Some terms that are often included in Fan-Content Policies include:

  • General Rules: what you can and cannot do with the Game and its IP while creating your own content.
  • Authorized Uses: detailing what uses are permitted or excluded. Like the General Rules, but this language is often much more legal and akin to a license grant. Often Commercial Uses are not accepted (but monetization via advertisements so long as videos follow the policy may be carved out and approved).
  • Mods: whether modifications to the Game are permitted, and if so, how they are permitted and under what contexts (for example, overwhelmingly often they state Mods can never be commercialized or sold).
  • Other Agreements: how the Fan-Content Policy works in tandem with other agreements the user is bound to, such as Terms of Service, Privacy Policies and End-User License Agreements.
  • Company Property: how the User can use Company property outside just the Game, such as trademark or tradenames.
  • Credit: how a User must credit the Game, Developer and/or Publisher in the making of their Game content
  • Jurisdiction: what country’s laws govern the policy.
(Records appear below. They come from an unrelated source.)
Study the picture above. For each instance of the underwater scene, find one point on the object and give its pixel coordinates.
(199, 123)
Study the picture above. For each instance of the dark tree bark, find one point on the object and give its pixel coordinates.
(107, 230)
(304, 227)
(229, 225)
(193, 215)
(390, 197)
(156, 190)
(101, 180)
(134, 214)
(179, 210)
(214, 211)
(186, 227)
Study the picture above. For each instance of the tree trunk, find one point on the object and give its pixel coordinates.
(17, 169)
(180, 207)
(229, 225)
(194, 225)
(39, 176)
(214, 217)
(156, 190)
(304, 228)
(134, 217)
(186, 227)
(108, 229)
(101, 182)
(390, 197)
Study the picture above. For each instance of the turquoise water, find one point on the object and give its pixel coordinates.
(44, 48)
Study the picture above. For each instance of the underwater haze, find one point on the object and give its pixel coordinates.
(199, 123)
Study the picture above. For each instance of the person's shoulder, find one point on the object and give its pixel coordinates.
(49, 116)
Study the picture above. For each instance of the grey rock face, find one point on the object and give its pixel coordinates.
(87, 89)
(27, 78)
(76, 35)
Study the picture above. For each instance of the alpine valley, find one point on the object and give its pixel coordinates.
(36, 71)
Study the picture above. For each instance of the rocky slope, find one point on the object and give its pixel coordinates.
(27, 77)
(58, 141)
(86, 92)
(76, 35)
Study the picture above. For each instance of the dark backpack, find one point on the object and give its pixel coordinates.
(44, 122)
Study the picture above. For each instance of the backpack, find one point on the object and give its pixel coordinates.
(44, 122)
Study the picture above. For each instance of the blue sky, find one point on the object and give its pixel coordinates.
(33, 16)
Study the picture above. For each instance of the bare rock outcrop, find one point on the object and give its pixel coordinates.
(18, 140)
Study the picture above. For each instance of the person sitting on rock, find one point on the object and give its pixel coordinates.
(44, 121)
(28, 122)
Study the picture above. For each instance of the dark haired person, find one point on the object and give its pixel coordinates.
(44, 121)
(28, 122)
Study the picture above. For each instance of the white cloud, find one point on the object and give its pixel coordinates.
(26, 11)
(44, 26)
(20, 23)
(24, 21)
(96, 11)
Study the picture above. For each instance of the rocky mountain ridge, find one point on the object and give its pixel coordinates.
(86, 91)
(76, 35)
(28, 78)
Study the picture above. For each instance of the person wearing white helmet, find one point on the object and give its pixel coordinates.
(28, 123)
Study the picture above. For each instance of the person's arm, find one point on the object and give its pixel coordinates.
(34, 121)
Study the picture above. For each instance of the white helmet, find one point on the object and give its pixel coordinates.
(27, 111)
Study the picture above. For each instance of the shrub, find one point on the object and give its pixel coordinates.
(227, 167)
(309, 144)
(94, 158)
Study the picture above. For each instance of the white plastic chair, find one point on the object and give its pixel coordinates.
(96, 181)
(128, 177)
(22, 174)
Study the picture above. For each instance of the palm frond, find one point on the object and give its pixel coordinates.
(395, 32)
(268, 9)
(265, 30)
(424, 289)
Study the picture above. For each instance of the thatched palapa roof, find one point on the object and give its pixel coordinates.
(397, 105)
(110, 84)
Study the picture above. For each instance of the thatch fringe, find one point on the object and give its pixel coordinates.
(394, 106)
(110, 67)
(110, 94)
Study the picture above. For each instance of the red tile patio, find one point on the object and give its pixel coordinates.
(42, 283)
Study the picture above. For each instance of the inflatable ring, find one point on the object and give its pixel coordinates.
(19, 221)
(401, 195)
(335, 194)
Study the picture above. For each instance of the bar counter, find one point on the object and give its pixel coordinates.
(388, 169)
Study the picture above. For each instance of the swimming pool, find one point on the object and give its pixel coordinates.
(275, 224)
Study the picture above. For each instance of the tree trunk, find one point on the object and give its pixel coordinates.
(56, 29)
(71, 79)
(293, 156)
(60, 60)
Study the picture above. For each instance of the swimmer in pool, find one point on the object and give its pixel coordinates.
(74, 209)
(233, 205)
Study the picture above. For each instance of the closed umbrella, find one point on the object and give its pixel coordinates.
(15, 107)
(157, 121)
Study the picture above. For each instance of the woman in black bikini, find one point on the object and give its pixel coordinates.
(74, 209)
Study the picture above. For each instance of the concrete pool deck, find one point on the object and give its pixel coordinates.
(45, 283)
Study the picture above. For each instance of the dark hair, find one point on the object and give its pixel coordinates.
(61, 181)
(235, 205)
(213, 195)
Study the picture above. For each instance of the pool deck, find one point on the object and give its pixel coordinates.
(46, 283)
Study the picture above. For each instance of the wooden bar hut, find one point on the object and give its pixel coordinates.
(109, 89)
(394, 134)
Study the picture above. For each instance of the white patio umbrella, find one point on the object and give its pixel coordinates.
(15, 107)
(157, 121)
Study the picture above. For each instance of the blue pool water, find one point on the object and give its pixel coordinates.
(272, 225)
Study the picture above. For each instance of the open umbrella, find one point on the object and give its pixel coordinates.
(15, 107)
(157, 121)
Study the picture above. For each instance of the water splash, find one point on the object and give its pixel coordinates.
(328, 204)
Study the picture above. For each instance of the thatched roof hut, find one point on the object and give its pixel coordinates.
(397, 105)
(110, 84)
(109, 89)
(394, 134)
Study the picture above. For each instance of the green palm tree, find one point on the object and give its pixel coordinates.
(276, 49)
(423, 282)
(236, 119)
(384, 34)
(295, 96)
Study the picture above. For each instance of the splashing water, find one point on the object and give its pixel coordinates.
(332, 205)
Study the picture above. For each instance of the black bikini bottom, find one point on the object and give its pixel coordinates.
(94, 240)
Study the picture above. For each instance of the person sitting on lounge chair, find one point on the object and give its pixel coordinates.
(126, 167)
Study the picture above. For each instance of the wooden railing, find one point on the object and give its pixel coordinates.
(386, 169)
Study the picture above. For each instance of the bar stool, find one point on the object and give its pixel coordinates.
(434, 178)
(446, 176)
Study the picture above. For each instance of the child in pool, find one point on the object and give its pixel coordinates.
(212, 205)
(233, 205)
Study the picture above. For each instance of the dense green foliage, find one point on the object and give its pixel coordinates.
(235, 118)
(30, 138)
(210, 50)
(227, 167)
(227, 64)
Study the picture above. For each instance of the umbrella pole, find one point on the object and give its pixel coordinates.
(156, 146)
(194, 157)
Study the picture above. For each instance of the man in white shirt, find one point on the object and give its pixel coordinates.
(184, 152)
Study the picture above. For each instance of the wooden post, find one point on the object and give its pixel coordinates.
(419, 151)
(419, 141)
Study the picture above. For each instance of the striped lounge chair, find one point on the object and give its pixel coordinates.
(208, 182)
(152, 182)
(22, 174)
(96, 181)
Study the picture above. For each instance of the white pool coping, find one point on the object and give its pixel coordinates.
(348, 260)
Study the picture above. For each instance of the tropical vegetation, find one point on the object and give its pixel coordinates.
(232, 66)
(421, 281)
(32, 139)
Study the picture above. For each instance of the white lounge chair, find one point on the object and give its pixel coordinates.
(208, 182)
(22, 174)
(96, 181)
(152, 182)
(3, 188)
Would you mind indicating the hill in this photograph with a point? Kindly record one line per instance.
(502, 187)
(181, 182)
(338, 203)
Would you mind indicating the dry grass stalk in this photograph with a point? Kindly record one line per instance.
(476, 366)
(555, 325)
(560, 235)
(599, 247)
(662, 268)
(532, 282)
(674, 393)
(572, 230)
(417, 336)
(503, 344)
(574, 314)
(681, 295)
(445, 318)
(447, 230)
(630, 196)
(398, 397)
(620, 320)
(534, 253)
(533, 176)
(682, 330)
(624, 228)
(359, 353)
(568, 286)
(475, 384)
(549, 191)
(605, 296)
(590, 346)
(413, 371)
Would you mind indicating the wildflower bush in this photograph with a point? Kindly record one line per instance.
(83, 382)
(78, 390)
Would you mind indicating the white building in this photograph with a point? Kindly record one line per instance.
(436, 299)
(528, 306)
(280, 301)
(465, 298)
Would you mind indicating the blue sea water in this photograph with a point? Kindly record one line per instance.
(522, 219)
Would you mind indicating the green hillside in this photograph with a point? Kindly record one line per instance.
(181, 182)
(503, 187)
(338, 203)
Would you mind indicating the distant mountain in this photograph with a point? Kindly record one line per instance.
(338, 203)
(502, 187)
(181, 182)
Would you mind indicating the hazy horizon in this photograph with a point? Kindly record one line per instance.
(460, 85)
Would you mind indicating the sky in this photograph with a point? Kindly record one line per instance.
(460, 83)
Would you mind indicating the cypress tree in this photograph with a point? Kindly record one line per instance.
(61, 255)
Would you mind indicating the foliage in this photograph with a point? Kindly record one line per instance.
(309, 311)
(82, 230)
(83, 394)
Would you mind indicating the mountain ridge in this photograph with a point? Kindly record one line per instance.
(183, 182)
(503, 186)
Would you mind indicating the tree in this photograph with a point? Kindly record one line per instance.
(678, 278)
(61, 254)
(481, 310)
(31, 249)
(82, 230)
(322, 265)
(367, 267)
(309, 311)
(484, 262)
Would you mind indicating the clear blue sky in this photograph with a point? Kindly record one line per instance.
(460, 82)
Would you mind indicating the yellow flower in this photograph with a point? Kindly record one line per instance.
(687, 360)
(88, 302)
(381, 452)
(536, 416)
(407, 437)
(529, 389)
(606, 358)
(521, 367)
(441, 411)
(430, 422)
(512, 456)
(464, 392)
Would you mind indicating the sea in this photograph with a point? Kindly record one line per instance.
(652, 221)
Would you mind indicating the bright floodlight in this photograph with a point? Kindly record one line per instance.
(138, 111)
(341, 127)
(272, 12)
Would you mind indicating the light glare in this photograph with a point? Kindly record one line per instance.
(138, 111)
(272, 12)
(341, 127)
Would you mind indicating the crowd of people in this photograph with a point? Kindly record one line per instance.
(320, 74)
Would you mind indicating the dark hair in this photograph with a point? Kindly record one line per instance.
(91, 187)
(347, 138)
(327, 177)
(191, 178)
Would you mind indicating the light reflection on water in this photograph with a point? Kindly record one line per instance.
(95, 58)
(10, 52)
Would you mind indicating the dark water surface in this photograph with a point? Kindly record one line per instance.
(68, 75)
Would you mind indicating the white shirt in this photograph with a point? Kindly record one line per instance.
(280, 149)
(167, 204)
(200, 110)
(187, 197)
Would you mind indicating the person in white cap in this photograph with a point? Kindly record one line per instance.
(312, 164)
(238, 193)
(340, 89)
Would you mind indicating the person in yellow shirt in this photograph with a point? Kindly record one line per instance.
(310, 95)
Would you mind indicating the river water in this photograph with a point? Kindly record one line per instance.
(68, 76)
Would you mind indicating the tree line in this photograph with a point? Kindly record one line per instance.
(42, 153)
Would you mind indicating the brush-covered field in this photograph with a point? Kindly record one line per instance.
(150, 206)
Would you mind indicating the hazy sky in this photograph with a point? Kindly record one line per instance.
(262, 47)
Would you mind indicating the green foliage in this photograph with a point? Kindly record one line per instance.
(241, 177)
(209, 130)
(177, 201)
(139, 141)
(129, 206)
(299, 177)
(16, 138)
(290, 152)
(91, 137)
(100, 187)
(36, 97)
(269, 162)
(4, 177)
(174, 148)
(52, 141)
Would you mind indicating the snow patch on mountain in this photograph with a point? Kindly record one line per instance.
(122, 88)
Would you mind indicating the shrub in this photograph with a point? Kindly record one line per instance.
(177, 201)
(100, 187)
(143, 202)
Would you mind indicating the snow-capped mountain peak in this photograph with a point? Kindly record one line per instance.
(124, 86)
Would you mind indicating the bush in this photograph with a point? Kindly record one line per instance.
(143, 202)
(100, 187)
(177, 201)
Could be the jurisdiction of the user or another specified country.
  • DMCA Takedowns: how the policy addresses takedowns on third-party platforms via DMCA.
  • Enforcement of Rights: arguably the most influential provision, that states that despite the rules and regulations of the policy, the IP holders ultimately reserve the right to take legal action for misuse of IP as determined by the IP owner in its absolute discretion.

At the End of the Day, Enforcement of Rights Still Remains

In a way, the Enforcement of Rights provision could be the only provision of significant weight in the whole policy, as it signifies and clarifies that these Fan-Content Policies essentially operate in a copyright law legal vacuum and the decision to either withdraw or enforce certain rights as it relates to the intellectual property will always remain with the IP owner. Despite the rules and permission detailed within the policy, the IP owner still has all the power in the relationship regardless of whether content creators were following the rules of the policy or not.

Whatever proposed licensed granted by any policy as it relates to the use of the Game is always going to be (and should be) non-exclusive and revokable by the developer/publisher at any time. Selective enforcement of intellectual property can occur at any time, as is permitted by relevant copyright statutory provisions.

In summary, Fan-Content Policies seek to inform users on how they are permitted to use the Game and surrounding intellectual property for their own content creation. A well-drafted Content Policy seeks to foster a symbiotic relationship between game creators and content creators to create a healthy and more transparent community relationship.

However, developers and content creators alike should still remember that the rights owner still has ultimate power to revoke any permissions granted in a Content Policy unless otherwise stated.